State and Main (2000) 85%

It’s easy to forget just how much effort goes into making even the worst movie, and how many people have to come together to make that happen — a huge collaborative pooling of resources and moving parts whose greatest successes often occur against seemingly insurmountable odds. Of course, it’s possible to find humor even in the failure of such a noble endeavor, as evidenced by David Mamet’s biting Hollywood satire State and Main. Starring William H. Macy as the increasingly put-upon director of a film that’s forced to change locations after its leading man (Alec Baldwin) gets himself in hot water for fooling around with an underage girl (Julia Stiles), it’s very much a comedy of errors — but one enlivened by Mamet’s gift for knotty plots and brilliant dialogue, as well as the efforts of a marvelous ensemble cast that also included Philip Seymour Hoffman, Charles Durning, and Sarah Jessica Parker. “State and Main might be the perfect David Mamet movie for people who don’t like David Mamet movies,” suggested Eric Harrison for the Houston Chronicle. “The nice thing about it, though, is that it won’t disappoint the rest of us.”
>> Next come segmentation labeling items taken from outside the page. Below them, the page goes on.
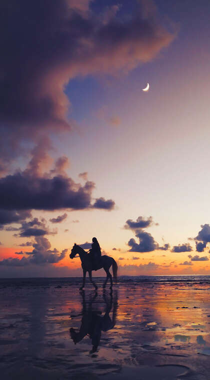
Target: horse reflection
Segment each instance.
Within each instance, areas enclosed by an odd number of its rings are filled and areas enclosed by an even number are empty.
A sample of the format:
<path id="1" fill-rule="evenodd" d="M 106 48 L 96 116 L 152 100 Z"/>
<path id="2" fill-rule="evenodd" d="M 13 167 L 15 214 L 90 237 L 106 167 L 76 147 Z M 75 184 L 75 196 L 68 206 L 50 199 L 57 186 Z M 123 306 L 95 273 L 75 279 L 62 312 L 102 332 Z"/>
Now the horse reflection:
<path id="1" fill-rule="evenodd" d="M 116 323 L 116 310 L 118 308 L 117 292 L 114 292 L 113 297 L 112 292 L 110 293 L 110 299 L 107 299 L 106 292 L 103 293 L 103 298 L 105 301 L 106 308 L 104 314 L 102 316 L 100 311 L 94 310 L 92 304 L 98 296 L 96 293 L 93 298 L 88 303 L 86 308 L 86 302 L 85 299 L 84 292 L 82 292 L 82 324 L 78 332 L 74 328 L 70 328 L 70 336 L 75 344 L 80 342 L 83 338 L 88 335 L 92 339 L 92 348 L 91 353 L 95 352 L 100 343 L 102 331 L 106 331 L 113 328 Z M 114 299 L 113 300 L 113 298 Z M 113 304 L 112 316 L 110 316 Z"/>

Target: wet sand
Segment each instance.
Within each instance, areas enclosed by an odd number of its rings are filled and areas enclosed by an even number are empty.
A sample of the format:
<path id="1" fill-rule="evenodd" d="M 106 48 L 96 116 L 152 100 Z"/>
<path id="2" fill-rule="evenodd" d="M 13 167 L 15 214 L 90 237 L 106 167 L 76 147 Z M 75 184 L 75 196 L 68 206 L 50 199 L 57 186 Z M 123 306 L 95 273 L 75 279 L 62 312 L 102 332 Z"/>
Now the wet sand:
<path id="1" fill-rule="evenodd" d="M 209 380 L 210 297 L 206 282 L 2 283 L 1 378 Z"/>

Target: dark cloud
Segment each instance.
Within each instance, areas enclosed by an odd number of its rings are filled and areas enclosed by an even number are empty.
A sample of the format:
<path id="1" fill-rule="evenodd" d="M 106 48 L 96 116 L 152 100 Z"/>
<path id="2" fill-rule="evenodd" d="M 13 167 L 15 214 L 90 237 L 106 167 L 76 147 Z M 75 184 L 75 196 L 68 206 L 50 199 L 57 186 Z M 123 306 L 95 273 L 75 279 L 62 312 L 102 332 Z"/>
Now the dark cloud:
<path id="1" fill-rule="evenodd" d="M 136 236 L 139 239 L 140 242 L 138 244 L 134 239 L 130 239 L 128 243 L 131 247 L 130 252 L 152 252 L 158 247 L 158 243 L 154 241 L 151 234 L 145 231 L 136 231 Z"/>
<path id="2" fill-rule="evenodd" d="M 61 223 L 67 218 L 67 214 L 65 212 L 62 215 L 58 215 L 56 218 L 52 218 L 50 220 L 52 223 Z"/>
<path id="3" fill-rule="evenodd" d="M 18 228 L 16 227 L 6 227 L 4 228 L 5 231 L 18 231 L 20 230 L 20 228 Z"/>
<path id="4" fill-rule="evenodd" d="M 210 242 L 210 226 L 209 224 L 204 224 L 200 226 L 202 229 L 199 231 L 198 236 L 194 238 L 195 240 L 206 242 Z"/>
<path id="5" fill-rule="evenodd" d="M 42 236 L 44 235 L 52 234 L 57 233 L 56 230 L 50 231 L 46 225 L 46 221 L 43 218 L 39 220 L 38 218 L 34 218 L 29 221 L 24 221 L 20 228 L 20 237 L 28 237 L 30 236 Z"/>
<path id="6" fill-rule="evenodd" d="M 205 242 L 202 243 L 200 241 L 199 243 L 198 241 L 196 242 L 196 250 L 197 252 L 204 252 L 204 249 L 206 246 L 206 243 Z"/>
<path id="7" fill-rule="evenodd" d="M 54 235 L 57 233 L 56 229 L 52 231 L 49 229 L 46 225 L 46 220 L 44 218 L 42 218 L 40 220 L 39 220 L 38 218 L 34 218 L 31 220 L 24 221 L 22 222 L 21 226 L 18 229 L 20 233 L 15 234 L 14 235 L 16 237 L 42 236 L 44 235 Z"/>
<path id="8" fill-rule="evenodd" d="M 197 252 L 204 252 L 208 243 L 210 242 L 210 226 L 209 224 L 202 224 L 202 229 L 198 236 L 194 238 L 196 240 L 196 250 Z"/>
<path id="9" fill-rule="evenodd" d="M 195 256 L 192 256 L 192 255 L 188 255 L 188 257 L 192 261 L 208 261 L 208 259 L 207 256 L 203 256 L 202 257 L 200 257 L 198 255 Z"/>
<path id="10" fill-rule="evenodd" d="M 50 177 L 50 173 L 45 173 L 44 176 L 36 176 L 34 173 L 36 172 L 38 174 L 37 167 L 32 170 L 32 172 L 28 168 L 24 172 L 0 178 L 2 222 L 22 220 L 30 214 L 29 210 L 32 209 L 82 210 L 93 207 L 112 210 L 114 208 L 114 201 L 102 198 L 96 199 L 92 205 L 92 194 L 95 187 L 92 182 L 87 181 L 82 186 L 62 175 Z"/>
<path id="11" fill-rule="evenodd" d="M 15 191 L 15 189 L 14 191 Z M 4 204 L 6 195 L 6 194 L 3 194 L 3 193 L 2 193 L 2 196 L 4 196 L 4 198 L 2 200 L 2 202 L 0 200 L 0 203 L 2 203 L 0 207 L 2 209 L 0 209 L 0 225 L 10 224 L 12 223 L 20 223 L 26 218 L 29 218 L 31 216 L 30 211 L 8 210 L 6 209 L 8 208 L 6 206 L 4 207 Z M 12 208 L 14 208 L 12 207 Z"/>
<path id="12" fill-rule="evenodd" d="M 178 245 L 174 245 L 172 249 L 172 252 L 190 252 L 192 250 L 192 248 L 191 245 L 188 243 L 178 244 Z"/>
<path id="13" fill-rule="evenodd" d="M 101 197 L 96 199 L 96 201 L 92 207 L 93 208 L 100 208 L 110 211 L 113 210 L 114 205 L 115 202 L 112 199 L 106 200 L 104 198 Z"/>
<path id="14" fill-rule="evenodd" d="M 84 249 L 90 249 L 92 247 L 92 243 L 88 243 L 88 241 L 82 244 L 80 244 L 80 246 L 83 248 Z"/>
<path id="15" fill-rule="evenodd" d="M 70 80 L 127 72 L 172 41 L 175 34 L 162 24 L 154 7 L 142 11 L 132 3 L 136 9 L 128 17 L 123 7 L 118 14 L 118 6 L 114 12 L 106 7 L 96 14 L 88 9 L 92 3 L 82 0 L 2 1 L 2 167 L 20 153 L 20 141 L 72 129 L 64 92 Z"/>
<path id="16" fill-rule="evenodd" d="M 20 259 L 10 257 L 0 261 L 0 265 L 6 265 L 6 266 L 26 266 L 28 264 L 28 260 L 24 256 Z"/>
<path id="17" fill-rule="evenodd" d="M 184 262 L 180 262 L 180 265 L 192 265 L 192 264 L 191 261 L 184 261 Z"/>
<path id="18" fill-rule="evenodd" d="M 46 264 L 54 264 L 60 261 L 66 256 L 68 249 L 64 249 L 59 253 L 56 248 L 52 250 L 51 244 L 49 240 L 44 236 L 36 236 L 35 241 L 32 245 L 34 249 L 32 252 L 22 251 L 16 252 L 16 254 L 27 254 L 28 257 L 24 256 L 20 260 L 18 258 L 10 258 L 4 259 L 0 261 L 0 265 L 11 266 L 25 266 L 29 264 L 36 264 L 43 265 Z"/>
<path id="19" fill-rule="evenodd" d="M 126 229 L 137 230 L 138 228 L 146 228 L 150 227 L 152 224 L 153 221 L 152 216 L 150 216 L 147 219 L 144 219 L 142 216 L 139 216 L 138 218 L 137 218 L 136 222 L 134 222 L 130 219 L 128 219 L 124 228 Z"/>

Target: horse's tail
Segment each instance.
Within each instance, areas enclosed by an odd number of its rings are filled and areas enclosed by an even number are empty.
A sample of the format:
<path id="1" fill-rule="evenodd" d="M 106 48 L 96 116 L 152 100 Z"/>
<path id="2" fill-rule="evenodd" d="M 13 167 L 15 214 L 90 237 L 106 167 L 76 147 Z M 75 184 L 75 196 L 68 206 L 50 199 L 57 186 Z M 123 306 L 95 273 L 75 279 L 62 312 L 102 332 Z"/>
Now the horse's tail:
<path id="1" fill-rule="evenodd" d="M 118 281 L 118 264 L 115 260 L 112 258 L 112 271 L 113 271 L 113 277 L 114 281 Z"/>

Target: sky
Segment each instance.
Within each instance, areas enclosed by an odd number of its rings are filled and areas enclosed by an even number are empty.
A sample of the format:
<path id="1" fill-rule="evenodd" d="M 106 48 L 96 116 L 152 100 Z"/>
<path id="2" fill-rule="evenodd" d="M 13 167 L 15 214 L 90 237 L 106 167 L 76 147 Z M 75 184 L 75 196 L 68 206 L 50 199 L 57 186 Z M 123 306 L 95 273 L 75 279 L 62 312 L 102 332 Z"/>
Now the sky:
<path id="1" fill-rule="evenodd" d="M 208 0 L 0 7 L 0 276 L 210 274 Z"/>

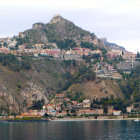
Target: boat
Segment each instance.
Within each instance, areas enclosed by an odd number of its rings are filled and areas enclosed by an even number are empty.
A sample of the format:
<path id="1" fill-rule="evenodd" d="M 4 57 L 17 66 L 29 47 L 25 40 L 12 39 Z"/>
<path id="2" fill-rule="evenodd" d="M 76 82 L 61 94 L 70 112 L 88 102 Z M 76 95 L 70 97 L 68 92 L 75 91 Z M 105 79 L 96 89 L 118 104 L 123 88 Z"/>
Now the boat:
<path id="1" fill-rule="evenodd" d="M 134 121 L 135 121 L 135 122 L 138 122 L 138 121 L 139 121 L 139 119 L 135 119 Z"/>

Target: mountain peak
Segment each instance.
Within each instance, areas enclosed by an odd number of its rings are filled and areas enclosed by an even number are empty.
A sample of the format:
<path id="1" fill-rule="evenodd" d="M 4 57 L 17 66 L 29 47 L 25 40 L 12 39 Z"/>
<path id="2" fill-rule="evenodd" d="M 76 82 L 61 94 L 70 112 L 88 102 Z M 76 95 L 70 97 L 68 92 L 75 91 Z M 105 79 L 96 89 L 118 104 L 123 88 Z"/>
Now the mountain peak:
<path id="1" fill-rule="evenodd" d="M 58 15 L 55 15 L 49 23 L 52 24 L 52 23 L 58 23 L 62 21 L 65 21 L 65 19 L 58 14 Z"/>

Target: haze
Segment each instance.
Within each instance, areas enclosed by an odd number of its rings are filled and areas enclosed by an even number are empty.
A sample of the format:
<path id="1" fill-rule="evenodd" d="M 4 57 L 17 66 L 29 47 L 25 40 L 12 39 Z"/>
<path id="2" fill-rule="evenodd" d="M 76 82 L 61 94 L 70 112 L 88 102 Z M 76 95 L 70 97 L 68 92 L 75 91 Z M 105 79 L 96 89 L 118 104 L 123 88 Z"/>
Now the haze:
<path id="1" fill-rule="evenodd" d="M 55 14 L 98 37 L 140 51 L 139 0 L 4 0 L 0 2 L 0 37 L 17 35 Z"/>

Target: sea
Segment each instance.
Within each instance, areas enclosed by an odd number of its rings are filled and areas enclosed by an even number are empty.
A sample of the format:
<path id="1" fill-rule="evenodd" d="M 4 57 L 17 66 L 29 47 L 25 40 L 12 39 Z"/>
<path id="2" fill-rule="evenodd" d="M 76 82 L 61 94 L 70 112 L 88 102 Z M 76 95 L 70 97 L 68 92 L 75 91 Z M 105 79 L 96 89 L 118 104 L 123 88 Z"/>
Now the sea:
<path id="1" fill-rule="evenodd" d="M 140 121 L 0 123 L 0 140 L 140 140 Z"/>

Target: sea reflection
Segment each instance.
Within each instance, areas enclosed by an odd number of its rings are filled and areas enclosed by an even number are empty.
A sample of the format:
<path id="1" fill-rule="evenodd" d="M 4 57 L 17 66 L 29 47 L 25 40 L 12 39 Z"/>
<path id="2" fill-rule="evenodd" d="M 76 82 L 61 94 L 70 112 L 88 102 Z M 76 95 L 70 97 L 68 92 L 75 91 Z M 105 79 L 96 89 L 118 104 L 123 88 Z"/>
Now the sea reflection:
<path id="1" fill-rule="evenodd" d="M 0 124 L 0 140 L 140 140 L 140 122 L 50 121 Z"/>

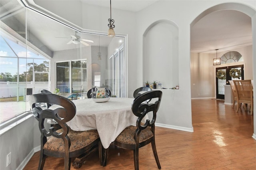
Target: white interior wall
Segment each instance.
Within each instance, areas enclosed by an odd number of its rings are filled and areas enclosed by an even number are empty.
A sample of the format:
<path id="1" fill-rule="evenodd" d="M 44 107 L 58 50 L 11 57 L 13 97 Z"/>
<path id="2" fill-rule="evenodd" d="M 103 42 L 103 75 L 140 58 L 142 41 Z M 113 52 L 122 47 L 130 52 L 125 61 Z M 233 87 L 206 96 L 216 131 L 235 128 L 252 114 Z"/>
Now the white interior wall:
<path id="1" fill-rule="evenodd" d="M 167 89 L 179 85 L 178 30 L 173 24 L 162 21 L 144 34 L 143 82 L 160 81 Z"/>
<path id="2" fill-rule="evenodd" d="M 230 9 L 233 8 L 240 10 L 244 10 L 244 6 L 239 8 L 238 6 L 237 8 L 233 4 L 230 6 L 228 4 L 226 4 L 218 6 L 216 9 L 214 8 L 212 10 L 206 12 L 207 9 L 215 5 L 227 2 L 230 2 L 230 1 L 226 0 L 159 1 L 137 13 L 112 9 L 112 18 L 115 20 L 116 33 L 117 34 L 118 33 L 127 34 L 128 38 L 127 54 L 128 96 L 132 97 L 134 89 L 142 85 L 143 70 L 142 65 L 143 64 L 142 56 L 144 52 L 143 50 L 143 35 L 145 30 L 152 23 L 157 21 L 165 19 L 171 21 L 177 25 L 179 30 L 178 57 L 180 89 L 176 91 L 173 101 L 167 102 L 169 103 L 169 108 L 172 108 L 170 112 L 173 113 L 169 117 L 169 123 L 174 126 L 192 129 L 190 85 L 190 24 L 201 14 L 213 12 L 219 9 L 220 7 L 224 9 Z M 242 2 L 255 8 L 255 4 L 251 1 L 236 1 L 236 2 Z M 184 4 L 186 4 L 186 6 L 184 5 Z M 199 4 L 200 5 L 198 5 Z M 51 3 L 46 2 L 44 2 L 44 5 L 46 8 L 49 5 L 52 6 Z M 82 18 L 82 25 L 78 26 L 87 30 L 106 32 L 108 30 L 107 20 L 109 17 L 109 8 L 85 4 L 82 5 L 83 13 L 80 16 Z M 54 11 L 58 10 L 58 7 L 51 8 L 54 13 L 55 13 Z M 66 18 L 66 15 L 70 15 L 70 14 L 63 14 L 61 16 Z M 136 19 L 135 21 L 134 18 Z M 72 22 L 72 18 L 70 19 L 69 21 Z M 168 94 L 168 93 L 167 93 L 166 95 L 171 95 Z M 170 99 L 171 96 L 168 99 Z M 178 108 L 176 107 L 178 105 L 180 106 Z M 169 114 L 161 113 L 161 112 L 160 111 L 160 115 Z"/>
<path id="3" fill-rule="evenodd" d="M 83 28 L 85 29 L 91 29 L 94 30 L 98 30 L 99 31 L 106 32 L 107 31 L 107 18 L 109 15 L 109 8 L 104 9 L 104 11 L 102 11 L 101 8 L 99 8 L 97 10 L 94 11 L 90 10 L 92 12 L 92 13 L 87 12 L 86 10 L 83 10 L 84 7 L 82 7 L 82 12 L 85 13 L 81 17 L 79 14 L 78 16 L 72 15 L 72 12 L 67 12 L 70 11 L 70 6 L 64 8 L 64 6 L 60 5 L 60 1 L 41 1 L 43 6 L 47 7 L 52 9 L 56 13 L 60 10 L 63 12 L 59 15 L 61 16 L 66 16 L 67 19 L 72 22 L 75 24 L 79 26 L 81 26 L 82 24 L 79 22 L 83 21 L 84 26 Z M 70 1 L 70 3 L 73 3 Z M 166 117 L 168 119 L 173 119 L 173 125 L 178 126 L 188 127 L 188 129 L 192 127 L 191 123 L 191 97 L 190 87 L 190 25 L 195 18 L 200 14 L 204 14 L 205 10 L 211 7 L 218 4 L 220 4 L 225 2 L 235 2 L 236 3 L 242 4 L 242 7 L 245 10 L 247 9 L 246 6 L 250 7 L 253 8 L 254 10 L 256 10 L 256 4 L 255 1 L 230 1 L 230 0 L 220 0 L 220 1 L 200 1 L 200 0 L 187 0 L 187 1 L 160 1 L 153 4 L 152 5 L 146 8 L 146 9 L 138 13 L 134 13 L 127 11 L 122 11 L 119 12 L 120 10 L 116 10 L 112 9 L 112 17 L 115 19 L 116 23 L 116 28 L 115 31 L 116 33 L 121 33 L 124 34 L 127 34 L 128 38 L 128 53 L 127 56 L 128 57 L 128 83 L 129 89 L 128 93 L 130 97 L 132 96 L 132 93 L 133 90 L 138 86 L 142 85 L 143 79 L 142 70 L 142 65 L 143 63 L 142 57 L 143 51 L 142 50 L 143 40 L 142 36 L 146 28 L 151 24 L 156 21 L 166 19 L 173 21 L 176 23 L 179 28 L 179 79 L 180 83 L 180 89 L 178 91 L 172 91 L 171 90 L 163 90 L 166 91 L 168 93 L 167 95 L 163 96 L 163 101 L 165 101 L 166 103 L 169 102 L 168 101 L 168 96 L 173 96 L 171 98 L 173 101 L 170 101 L 170 108 L 171 109 L 166 109 L 163 111 L 167 114 L 169 113 L 176 113 L 177 115 L 180 115 L 178 117 L 172 115 L 170 117 Z M 55 3 L 56 2 L 56 3 Z M 62 2 L 61 2 L 62 3 Z M 184 5 L 186 4 L 186 5 Z M 224 5 L 224 6 L 228 6 Z M 84 5 L 83 5 L 84 6 Z M 95 7 L 96 8 L 96 7 Z M 228 8 L 228 7 L 226 7 Z M 229 6 L 229 8 L 234 9 L 236 7 L 232 5 Z M 75 8 L 76 9 L 76 8 Z M 76 11 L 78 11 L 77 10 Z M 98 14 L 102 14 L 100 16 L 97 15 Z M 120 14 L 120 16 L 119 14 Z M 95 18 L 93 17 L 94 15 Z M 252 28 L 253 30 L 256 30 L 256 14 L 252 16 Z M 88 16 L 84 16 L 84 15 Z M 103 17 L 103 15 L 105 17 Z M 116 18 L 114 18 L 116 17 Z M 81 19 L 86 19 L 82 20 Z M 98 18 L 98 17 L 99 18 Z M 100 19 L 99 19 L 100 18 Z M 107 18 L 106 19 L 106 18 Z M 134 18 L 136 18 L 134 21 Z M 88 21 L 92 21 L 87 22 Z M 253 63 L 253 78 L 254 79 L 256 79 L 256 32 L 252 32 L 252 59 Z M 55 65 L 54 61 L 51 63 L 52 67 Z M 136 76 L 135 76 L 136 75 Z M 52 77 L 55 77 L 55 71 L 53 73 L 51 74 Z M 88 76 L 88 77 L 90 77 Z M 52 82 L 54 81 L 52 81 Z M 53 85 L 54 88 L 55 85 Z M 256 85 L 254 85 L 254 88 L 255 89 Z M 174 93 L 173 93 L 174 91 Z M 254 92 L 254 95 L 256 95 L 256 92 Z M 175 99 L 175 101 L 174 101 Z M 256 103 L 254 99 L 254 103 Z M 173 102 L 173 103 L 172 103 Z M 181 105 L 180 104 L 181 103 Z M 255 104 L 254 104 L 255 105 Z M 254 111 L 255 109 L 254 107 Z M 254 111 L 255 113 L 255 111 Z M 165 116 L 166 115 L 165 115 Z M 0 162 L 0 169 L 16 169 L 18 165 L 22 164 L 26 155 L 28 155 L 28 152 L 32 149 L 32 144 L 28 144 L 28 146 L 30 147 L 24 147 L 24 143 L 28 143 L 34 139 L 34 147 L 38 146 L 40 142 L 37 141 L 35 139 L 38 139 L 38 136 L 32 136 L 29 134 L 27 135 L 23 135 L 22 134 L 19 134 L 20 131 L 18 129 L 31 129 L 35 130 L 35 127 L 31 127 L 31 125 L 34 125 L 33 123 L 36 121 L 34 118 L 28 119 L 27 121 L 22 122 L 20 124 L 16 126 L 16 128 L 13 128 L 11 130 L 8 131 L 4 135 L 1 136 L 0 143 L 1 143 L 1 158 Z M 256 125 L 256 119 L 254 118 L 254 125 Z M 26 127 L 24 127 L 24 125 L 26 125 Z M 34 134 L 38 134 L 38 133 L 35 133 Z M 256 126 L 254 126 L 254 134 L 253 136 L 256 139 Z M 17 135 L 17 140 L 14 138 L 14 136 Z M 24 140 L 25 139 L 25 140 Z M 10 142 L 11 141 L 11 142 Z M 16 148 L 15 146 L 21 146 L 18 148 Z M 4 158 L 8 151 L 10 150 L 10 147 L 12 148 L 12 166 L 7 168 L 5 166 L 6 159 Z M 25 153 L 24 155 L 20 155 L 19 153 Z M 3 157 L 2 157 L 3 156 Z M 35 165 L 35 166 L 37 165 Z"/>

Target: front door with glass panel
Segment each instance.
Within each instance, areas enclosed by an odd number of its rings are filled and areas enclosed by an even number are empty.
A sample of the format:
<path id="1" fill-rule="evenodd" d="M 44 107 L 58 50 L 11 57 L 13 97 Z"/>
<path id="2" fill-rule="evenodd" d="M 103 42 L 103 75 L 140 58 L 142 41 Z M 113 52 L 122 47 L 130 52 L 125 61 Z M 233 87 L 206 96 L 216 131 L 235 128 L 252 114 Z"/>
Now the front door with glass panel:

Sunset Boulevard (1950) 98%

Fame is a fickle mistress, and after she’s gone, adjusting to life out of the limelight can be unbearably difficult. It’s a sad reality we’ve seen depicted in countless films, but none as brilliantly as Sunset Boulevard, starring Gloria Swanson as faded star Norma Desmond and William Holden as the struggling screenwriter who unwittingly enters her delusional orbit. Swanson, herself a former silent film star who’d seen her own stock fall, brought incredible depth to a role that loosely mirrored the careers of many women discarded by the movie industry, while director Billy Wilder delivered some of his best work in service of a film that remains one of the greatest Hollywood tragedies ever made. “Dark comedy. Film noir. Tragic romance. Hollywood satire,” wrote John J. Puccio for Movie Metropolis. “Sunset Boulevard has it all.”